The lecture itself was not dissimilar. All bases were covered; all the  technologies were mentioned, the major concerns were touched upon, climate change prominent amongst them, and everybody could take comfort, all were winners, all won prizes, or had a future. If a listener drew inferences, following their intuitions, that would be entirely their own affair. Nothing could be attributed to Dr Birol beyond the innocuous content of his slides, and yet this listener, at least, stepped out into the warm summer evening of Albemarle Street thinking that while there had been nothing so definite as an oblique whisper, an important overview had somehow been encouraged to coalesce in the air. I cannot say this was Dr Birol’s view, much less that that of the IEA; and yet I don’t think it was entirely a fantasy of my own making.

In trying to reproduce this unattributable impression I can do no better than begin with the lecture’s final slide and its five conclusions, with I summarise.

  1. The IEA, founded by Henry Kissinger in response to the first oil shock, had its roots in concerns about oil security, but gas security, and electricity security were now of equal importance.
  2. US shale oil, the growth in which was staggering by historical standards, will “trigger a deep transformation of oil industry dynamics”.
  3. Major increases in Liquefied Natural Gas (LNG) supply would “catalyse a second Natural Gas revolution, with far reaching implications for gas pricing and contracts”.
  4. Renewables were doing well, but work was now needed on “system integration”.
  5. Keeping within the 2 degree limit would “require an energy transformation of exception scope, depth and speed.”

Elsewhere in his talk, Dr Birol reminded us that fossil fuels had been providing about 80% of world energy demand for decades, adding that without firm policy intervention that was likely to continue, and in response to a question he certainly said, my notebook records it, that renewables were “policy dependent”. That brought into sharper focus an earlier chart showing, as Dr Birol emphasised, that renewables accounted for about 1/3 of growth in world energy demand in the last five years or so, which was a major increase on previous decades. On reflection I realised that it also showed that oil and gas together accounted for well over half of growth in energy demand, and both had enlarged their share at the expense of coal.

Dr Birol did, of course and tactfully, say that wind and solar were transforming the electricity sector, but he didn’t say (omissions are important) that cost reductions were both significant and responsible for this impact. The unstated implication as that policy pressure was still responsible. That seems prudent. The Times reported earlier this week [http://ift.tt/2tPKgXC] that Hywind, a five turbine, 30 MW offshore wind farm of a new type, would shortly be installed, at a cost of £200 million. Using this information, Capell Aris, whose publications on this subject I have discussed before [http://ift.tt/2uoDUeU], updated his chart of offshore wind capital cost per megawatt installed and kindly sent me the result:

Figure 1: Capital cost per MW for offshore, 2000 to to 2017. Black dots constructed or under construction; red dots awaiting construction. Source: Personal Communication, Capell Aris.
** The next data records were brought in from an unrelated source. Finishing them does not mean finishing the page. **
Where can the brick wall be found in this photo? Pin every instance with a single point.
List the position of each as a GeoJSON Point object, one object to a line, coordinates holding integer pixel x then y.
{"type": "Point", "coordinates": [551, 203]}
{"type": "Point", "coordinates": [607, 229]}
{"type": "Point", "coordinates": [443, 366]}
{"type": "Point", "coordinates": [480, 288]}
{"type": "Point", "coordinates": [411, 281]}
It would be interesting to know if the IEA’s data miners have different views on this matter, but assuming that the information collected by Dr Aris gives an accurate picture, it would seem that the policy pressure projected as necessary by Dr Birol is of no minor order. Renewables have grown, but only with vigorous policy support, and the integration costs still remain unresolved. They now face fierce competition from two spontaneous, uncoerced, explosive market transformations in fossil fuels, namely from shale oil and LNG.

Walking down Albermarle Street and through the thronging crowds and frantic traffic of Piccadilly I had the strong impression that if climate policy were to continue on its present track it would have to rely on an increasingly coercive, even authoritarian policy environment. Dr Birol didn’t say anything of the kind, of course. That was just my heart speaking.